Their drives home from Malvern were usually silent, for Stephen would feel that her task was accomplished, her mother no longer needing her protection now that the coachman had the care of them both—he, and the arrogant-looking grey cobs that were yet so mannerly and gentle. As for Anna, she would sigh and lean back in her corner, weary of trying to make conversation. She would wonder if Stephen were tired or just sulky, or if, after all, the child might be stupid. Ought she, perhaps, to feel sorry for the child? She could never quite make up her mind.

Meanwhile, Stephen, enjoying the comfortable brougham, would begin to indulge in kaleidoscopic musings, those musings that belong to the end of the day, and occasionally visit children. Mrs. Thompson’s bent spine, it looked like a bow—not a rainbow but one of the archery kind; if you stretched a tight string from her feet to her head, could you shoot straight with Mrs. Thompson? China dogs—they had nice china dogs at Langley’s—that made you think of someone; oh, yes, of course, Collins—Collins and a cottage with red china dogs. But you tried not to think about Collins! There was such a queer light slanting over the hills, a kind of gold glory, and it made you feel sorry—why should a gold glory make you feel sorry when it shone that way on the hills? Rice pudding, almost as bad as tapioca—not quite though, because it was not so slimy—tapioca evaded your efforts to chew it, it felt horrid, like biting down on your own gum. The lanes smelt of wetness, a wonderful smell! Yet when Nanny washed things they only smelt soapy—but then, of course, God washed the world without soap; being God, perhaps He didn’t need any—you needed a lot, especially for hands—did God wash His hands without soap? Mother, talking about calves and babies, and looking like the Virgin Mary in church, the one in the stained-glass window with Jesus, which reminded you of Church Street, not a bad place after all; Church Street was really rather exciting—what fun it must be for men to have hats that they could take off, instead of just smiling—a bowler must be much more fun than a Leghorn—you couldn’t take that off to Mother—

The brougham would roll smoothly along the white road, between stout leafy hedges starred with dog-roses; blackbirds and thrushes would be singing loudly, so loudly that Stephen could hear their voices above the quick clip, clip, of the cobs and the muffled sounds of the carriage. Then from under her brows she must glance across at Anna, who she knew loved the songs of blackbirds and thrushes; but Anna’s face would be hidden in shadow, while her hands lay placidly folded.

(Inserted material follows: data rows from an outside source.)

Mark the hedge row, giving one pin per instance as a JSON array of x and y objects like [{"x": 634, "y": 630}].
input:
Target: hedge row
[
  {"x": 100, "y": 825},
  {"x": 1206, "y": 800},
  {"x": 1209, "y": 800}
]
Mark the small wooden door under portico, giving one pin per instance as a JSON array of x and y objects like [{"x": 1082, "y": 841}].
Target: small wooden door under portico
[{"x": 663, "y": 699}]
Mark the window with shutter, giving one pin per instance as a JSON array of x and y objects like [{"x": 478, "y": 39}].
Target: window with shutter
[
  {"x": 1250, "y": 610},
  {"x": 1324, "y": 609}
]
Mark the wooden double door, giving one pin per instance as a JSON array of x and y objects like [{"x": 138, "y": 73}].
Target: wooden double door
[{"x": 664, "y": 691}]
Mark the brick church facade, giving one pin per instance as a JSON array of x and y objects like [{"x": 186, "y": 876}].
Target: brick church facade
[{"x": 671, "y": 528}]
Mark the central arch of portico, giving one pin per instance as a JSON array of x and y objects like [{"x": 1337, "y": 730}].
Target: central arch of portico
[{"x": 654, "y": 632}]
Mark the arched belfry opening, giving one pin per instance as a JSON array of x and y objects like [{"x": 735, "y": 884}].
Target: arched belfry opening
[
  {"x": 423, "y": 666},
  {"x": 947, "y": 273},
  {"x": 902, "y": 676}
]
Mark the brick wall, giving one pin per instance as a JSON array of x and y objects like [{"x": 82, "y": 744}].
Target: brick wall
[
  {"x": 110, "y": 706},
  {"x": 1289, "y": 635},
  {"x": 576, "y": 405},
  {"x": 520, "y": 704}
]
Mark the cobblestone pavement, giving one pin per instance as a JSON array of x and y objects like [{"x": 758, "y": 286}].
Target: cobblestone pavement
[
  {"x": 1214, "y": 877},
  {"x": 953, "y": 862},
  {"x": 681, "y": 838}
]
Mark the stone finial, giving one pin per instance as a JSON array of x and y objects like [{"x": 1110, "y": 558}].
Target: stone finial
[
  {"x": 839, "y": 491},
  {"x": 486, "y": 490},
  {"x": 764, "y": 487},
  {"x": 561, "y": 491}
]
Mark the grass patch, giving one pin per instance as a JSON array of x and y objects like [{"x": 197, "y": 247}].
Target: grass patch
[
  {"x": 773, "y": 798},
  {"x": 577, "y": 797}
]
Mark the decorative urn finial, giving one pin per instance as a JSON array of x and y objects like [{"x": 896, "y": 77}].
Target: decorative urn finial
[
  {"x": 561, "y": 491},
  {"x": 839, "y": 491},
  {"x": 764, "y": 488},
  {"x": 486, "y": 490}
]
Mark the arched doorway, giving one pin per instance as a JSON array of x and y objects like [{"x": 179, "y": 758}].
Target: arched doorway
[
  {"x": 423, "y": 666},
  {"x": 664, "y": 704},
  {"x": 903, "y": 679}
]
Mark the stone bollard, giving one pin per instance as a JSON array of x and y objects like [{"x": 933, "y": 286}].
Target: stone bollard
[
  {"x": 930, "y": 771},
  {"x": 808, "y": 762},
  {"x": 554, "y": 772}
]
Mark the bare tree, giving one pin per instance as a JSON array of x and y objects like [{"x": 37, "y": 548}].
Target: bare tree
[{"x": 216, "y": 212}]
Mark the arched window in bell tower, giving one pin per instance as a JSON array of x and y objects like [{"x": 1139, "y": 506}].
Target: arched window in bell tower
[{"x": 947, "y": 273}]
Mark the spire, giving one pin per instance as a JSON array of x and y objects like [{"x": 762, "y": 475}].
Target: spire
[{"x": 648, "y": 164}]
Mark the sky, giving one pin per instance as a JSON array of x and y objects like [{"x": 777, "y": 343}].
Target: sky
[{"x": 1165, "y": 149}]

And now the horses, nearing their stables, would redouble their efforts as they swung through the gates, the tall, iron gates of the parklands of Morton, faithful gates that had always meant home. Old trees would fly past, then the paddocks with their cattle—Worcestershire cattle with uncanny white faces; then the two quiet lakes where the swans reared their cygnets; then the lawns, and at last the wide curve in the drive, near the house, that would lead to the massive entrance.

The child was too young to know why the beauty of Morton would bring a lump to her throat when seen thus in the gold haze of late afternoon, with its thoughts of evening upon it. She would want to cry out in a kind of protest that was very near tears: ‘Stop it—stop it, you’re hurting!’ But instead she would blink hard and shut her lips tightly, unhappy yet happy. It was a queer feeling; it was too big for Stephen, who was still rather little when it came to affairs of the spirit. For the spirit of Morton would be part of her then, and would always remain somewhere deep down within her, aloof and untouched by the years that must follow, by the stress and the ugliness of life. In those after-years certain scents would evoke it—the scent of damp rushes growing by water; the kind, slightly milky odour of cattle; the smell of dried roseleaves and orris-root and violets, that together with a vague suggestion of beeswax always hung about Anna’s rooms. Then that part of Stephen that she still shared with Morton would know what it was to feel terribly lonely, like a soul that wakes up to find itself wandering, unwanted, between the spheres.

4

Anna and Stephen would take off their coats, and go to the study in search of Sir Philip who would usually be there waiting.